What I missed in Ireland but also in some other countries were well sorted mid sized local supermarkets. I am not talking about small snacks, sweets and alcohol centred stores. I am talking about compact full sortiment stores. Of course, you won't find 36 yoghurt flavours there, but you'll find every basic ingredient + some more. 

I think the US and the UK are somewhat similar in this regard. 


Urban markets are possible in all sorts of sizes. In Vienna big supermarkets are also quite popular in fully urban settings. But outright hypermarkets are either integrated in small urban shopping centres or are of the classic suburban kind in the periphery. The bigger supermarkets usually have underground parking, smaller ones might have parking but many don't, except for the usual street parking. 

In the newer railwaystation malls it has become a popular thing to create hypermarkets with separate but nearby compact markets nearby.


----------



## Jonesy55 (Jul 30, 2004)

That's one thing that the rollout of small format stores in recent years by the big supermarkets has actually improved here, most carry a pretty good range of products whereas many of the independent convenience stores or franchise badged stores often give 40% of the store over to booze with most of the rest as snacks and a few token fresh food items that never look very appetising anyway.

I quite often pop into the 'Little Waitrose' store in the town centre here on my way home from the train station and they have most things I need despite being of limited size. I'm not generally a huge fan of the big supermarket chains but that is one positive thing they are doing.


----------



## Manila-X (Jul 28, 2005)

Hypermarkets are very common not just in Metro Manila but other major Philippine cities such as Cebu.

SM Hypermarket









Shopwise


----------



## Svartmetall (Aug 5, 2007)

^^ I don't think that's what they are asking for. Everywhere has large box retail like that surrounded by car parks. I think the OP was asking for retail that is normally in a box retail format but has been integrated into the urban fabric.


----------



## LtBk (Jul 27, 2004)

Pretty much.


----------



## techniques1200s (Mar 11, 2005)

Slartibartfas said:


> What I missed in Ireland but also in some other countries were well sorted mid sized local supermarkets. I am not talking about small snacks, sweets and alcohol centred stores. I am talking about compact full sortiment stores. Of course, you won't find 36 yoghurt flavours there, but you'll find every basic ingredient + some more.
> 
> I think the US and the UK are somewhat similar in this regard.

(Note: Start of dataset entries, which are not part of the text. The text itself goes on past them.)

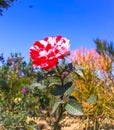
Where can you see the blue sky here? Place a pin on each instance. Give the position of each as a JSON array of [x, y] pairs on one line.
[[81, 21]]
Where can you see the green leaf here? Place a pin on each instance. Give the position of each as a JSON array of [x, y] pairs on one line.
[[57, 91], [67, 85], [74, 108], [37, 85], [92, 99], [60, 90], [53, 84], [69, 91], [57, 103], [78, 70]]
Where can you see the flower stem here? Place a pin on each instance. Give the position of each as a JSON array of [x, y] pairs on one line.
[[61, 110]]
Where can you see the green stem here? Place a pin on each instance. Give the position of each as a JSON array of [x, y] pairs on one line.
[[56, 124], [61, 107]]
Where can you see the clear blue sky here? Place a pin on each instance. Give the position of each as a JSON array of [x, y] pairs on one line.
[[81, 21]]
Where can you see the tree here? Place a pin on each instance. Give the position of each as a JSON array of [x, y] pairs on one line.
[[102, 46], [4, 4]]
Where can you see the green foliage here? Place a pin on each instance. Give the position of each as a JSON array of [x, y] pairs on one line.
[[74, 108]]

There's gotta be decent number of those types of stores in the UK though? You can definitely find small and mid-sized local stores in tons of US cities. Large national chains are where the majority of people go, but in many cities it's very possible to get everything you need without ever setting foot in one. Here are some examples of small/mid-sized local markets in San Francisco, which has plenty of them:

mid-sized:





































^ that last one is part of a local west Bay Area chain. 

small-sized:














































And here are some small ones that focus mainly on produce and fresh meat/seafood and such:




























^those last two are part of a chain of stores in SF only.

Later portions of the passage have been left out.